Step 2: Tap the AirPlay video icon in the bottom-right corner of the video window, and in the following menu, choose your target audio device.
Step 3: The audio will begin playing on your chosen speaker.
Pro tip: You could also do it by swiping up at any time from the bottom of the screen to access the Control Center, and pick your speaker (or TV) from the list.
The Apple TV and Apple TV 4K are already set up to act as AirPlay receivers for audio and video, but they can also be used as senders, although just for audio.
You might want to do this if you don't own a soundbar or an A/V receiver but you do have some AirPlay 2-compatible speakers, such as Apple's HomePod.
If you ever have the need to mirror your iPhone, iPad, or iPod Touch's screen to your Mac's larger computer screen, then this is how you do it. It's not really any different than AirPlay mirroring we've talked about, but it's only compatible with Macs running MacOS Monterey or later and works best on iOS 14 on this list of devices.
Step 1: Connect your compatible iOS device to the same Wi-Fi network that your Mac is on.
Step 2: Open the Control center by swiping down from the top-right corner. Or on an iPhone 8 or earlier, swipe up from the bottom edge of the screen.
Step 3: Tap the Screen mirroring icon and select your Mac from the menu that appears. Your iOS device's screen should now be mirrored on your Mac's screen.
Step 1: While watching, swipe down on your Apple TV remote.
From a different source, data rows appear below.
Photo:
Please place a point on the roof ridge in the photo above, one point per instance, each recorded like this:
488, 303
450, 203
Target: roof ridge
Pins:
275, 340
Step 2: Select Audio and then select each speaker or TV that you want to send the audio to.
Step 1: Swipe down on your Apple TV remote.
Step 2: Select the AirPlay audio button.
Step 3: Select each speaker or TV that you want to play the audio to.
Pro tip: You can also press and hold on your Apple TV remote and select a speaker.
With Apple's new open stance to third-party A/V products via AirPlay 2, this technology is finally coming into its own as a way to manage multiple A/V devices around the home. We'll be updating this article on a regular basis as new features are added and new products are welcomed into the AirPlay family.